Genetic testing alone is not adequate to make the diagnosis of a neuromuscular disorder. A complete work-up needs to be done which includes a muscle biopsy, CPK and complete physical examination.
I have had two parents contact me recently about the diagnosis of muscular dystrophy given their children when only genetic tests were done. Both of the physicians who made the diagnosis were geneticists, who apparently had not had neuromuscular training. When the doctors were asked about doing muscle biopsies they both said "No". My guess is that they did not have the training to do these and probably did not have labs where the muscle tissue could be processed.

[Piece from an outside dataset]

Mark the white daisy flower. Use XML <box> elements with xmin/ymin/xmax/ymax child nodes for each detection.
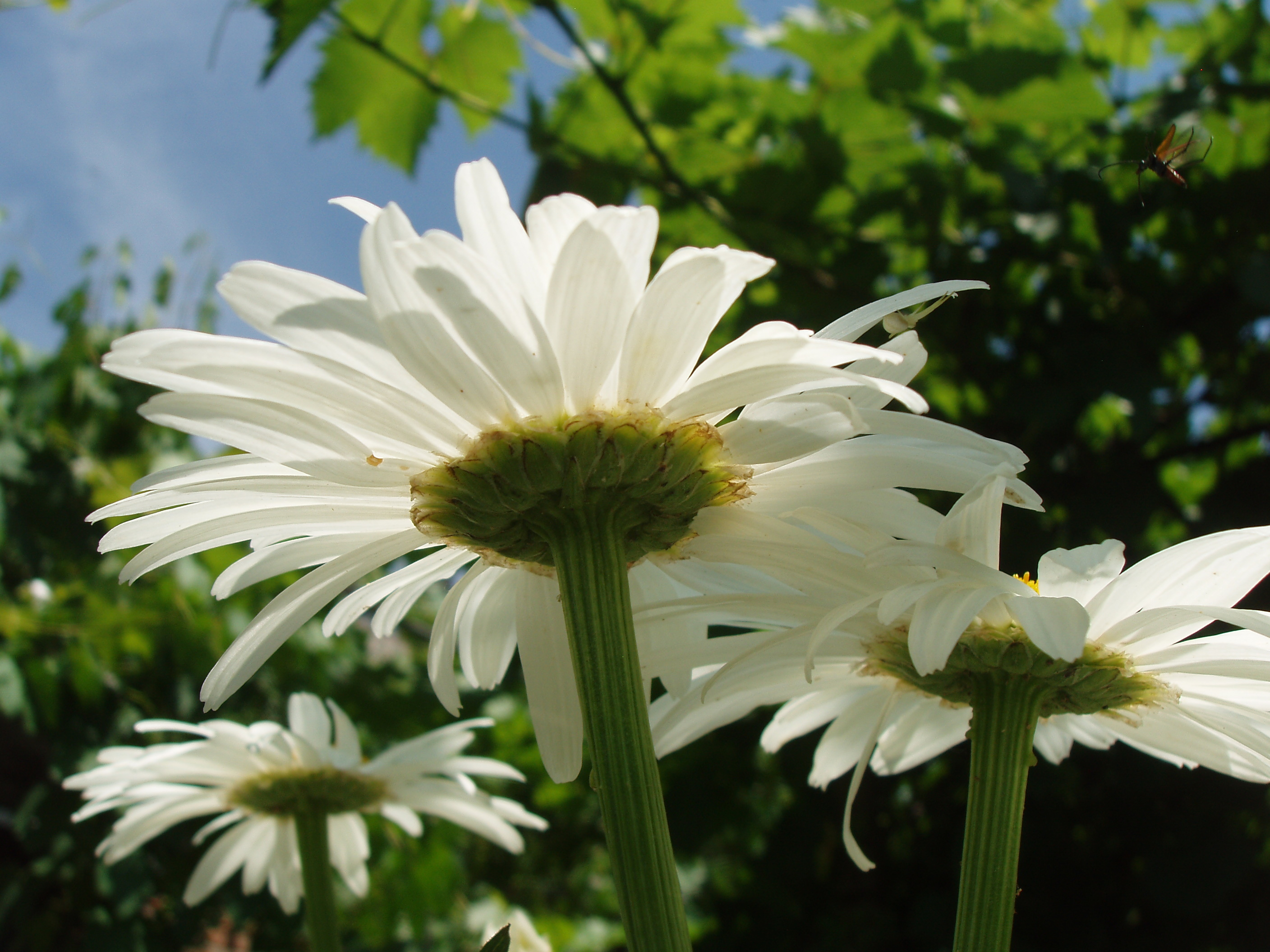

No diagnosis of a potentially fatal disorder or any other disorder should be made just in a genetics lab. A great deal can go wrong, including human error or lab equipment problems. Fortunately, one of the mothers agreed to take her child to Mayo Clinic, the only place I will send neuromuscular patients in the U.S. I have not heard from the other parent, but am afraid she is not willing to challenge the doctor, even though it is not because of the expense involved in making the trip to Mayo Clinic. Yes, we have many more genetic tests than we did in the past, but a complete physical examination, the blood test, CPK, and a muscle biopsy are still necessary before a specific diagnosis should ever be made when there is muscle weakness and signs of a neuromuscular disorder.